I'm trying to write a Python program to calculate the average of a list of numbers, but I'm getting an error message: "TypeError: unsupported operand type(s) for +: 'int' and 'str'".

numbers = [1, 2, 3, "four", 5, "seven", "nine"]

def calculate_average(numbers):
  total = 0
  count = 0
  for num in numbers:
    try:
      total += int(num)  # Attempt to convert string to integer
      count += 1
    except ValueError:  # Handle conversion errors
      print(f"Error: Could not convert '{num}' to a number.")
  if count > 0:
    average = total / count
    return average
  else:
    return None  # Return None if no valid numbers found

average = calculate_average(numbers)

if average:
  print(f"The average of the numerical values is: {average}")
else:
  print("No valid numbers found in the list.")

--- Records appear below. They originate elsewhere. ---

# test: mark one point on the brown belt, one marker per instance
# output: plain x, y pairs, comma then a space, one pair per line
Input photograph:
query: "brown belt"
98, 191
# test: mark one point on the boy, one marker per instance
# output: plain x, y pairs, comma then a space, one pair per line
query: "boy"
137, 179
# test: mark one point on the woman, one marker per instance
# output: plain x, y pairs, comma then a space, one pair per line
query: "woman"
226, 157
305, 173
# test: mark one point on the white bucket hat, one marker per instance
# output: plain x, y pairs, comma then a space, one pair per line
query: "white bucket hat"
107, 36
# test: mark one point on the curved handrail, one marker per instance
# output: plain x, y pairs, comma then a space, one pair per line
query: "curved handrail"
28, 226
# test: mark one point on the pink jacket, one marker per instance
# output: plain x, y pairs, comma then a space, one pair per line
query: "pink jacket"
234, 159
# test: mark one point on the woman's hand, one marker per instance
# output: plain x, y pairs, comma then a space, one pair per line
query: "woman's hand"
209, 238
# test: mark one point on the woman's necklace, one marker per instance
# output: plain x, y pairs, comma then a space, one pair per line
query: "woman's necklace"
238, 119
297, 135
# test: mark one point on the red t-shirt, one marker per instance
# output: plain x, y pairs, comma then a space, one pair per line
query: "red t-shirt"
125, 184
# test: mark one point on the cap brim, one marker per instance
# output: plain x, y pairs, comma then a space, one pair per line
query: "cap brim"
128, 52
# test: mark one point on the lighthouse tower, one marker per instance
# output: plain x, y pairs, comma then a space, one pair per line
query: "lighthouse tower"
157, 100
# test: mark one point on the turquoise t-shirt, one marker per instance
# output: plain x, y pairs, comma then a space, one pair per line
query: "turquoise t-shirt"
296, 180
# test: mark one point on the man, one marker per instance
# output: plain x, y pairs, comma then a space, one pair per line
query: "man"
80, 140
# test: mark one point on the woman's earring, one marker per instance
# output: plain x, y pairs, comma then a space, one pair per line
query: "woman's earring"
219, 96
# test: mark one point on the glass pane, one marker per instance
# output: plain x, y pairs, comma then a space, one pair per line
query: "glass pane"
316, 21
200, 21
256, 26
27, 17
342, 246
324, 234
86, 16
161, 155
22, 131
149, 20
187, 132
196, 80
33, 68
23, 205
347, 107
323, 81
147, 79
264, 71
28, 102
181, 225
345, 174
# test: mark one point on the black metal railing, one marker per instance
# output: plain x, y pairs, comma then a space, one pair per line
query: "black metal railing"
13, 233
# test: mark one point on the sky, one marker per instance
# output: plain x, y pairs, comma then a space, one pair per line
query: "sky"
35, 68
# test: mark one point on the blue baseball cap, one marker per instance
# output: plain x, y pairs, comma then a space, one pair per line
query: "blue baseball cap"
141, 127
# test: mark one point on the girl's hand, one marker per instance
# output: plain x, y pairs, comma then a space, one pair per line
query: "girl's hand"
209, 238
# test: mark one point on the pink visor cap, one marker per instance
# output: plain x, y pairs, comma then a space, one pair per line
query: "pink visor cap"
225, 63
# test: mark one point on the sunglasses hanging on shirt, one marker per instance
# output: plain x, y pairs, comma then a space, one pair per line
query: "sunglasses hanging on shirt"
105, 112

Can someone help me point out what's wrong and suggest a solution?
Link Removed

RE: Calculating Average with Error Handling - sawtooth500 - May-03-2024

So are you just trying to do this manually as an exercise? If so that's fine but if you just need the average... you are working way too hard.

Just get your entire list converted to ints, convert it to a numpy array, and numpy has a build in function to find the mean.

RE: Calculating Average with Error Handling - snippsat - May-05-2024

(May-03-2024, 08:46 AM)mikasa Wrote: but I'm getting an error message: "TypeError: unsupported operand type(s) for +: 'int' and 'str'".

Should not get that error message,this is what i get i run your code with eg Python 3.12.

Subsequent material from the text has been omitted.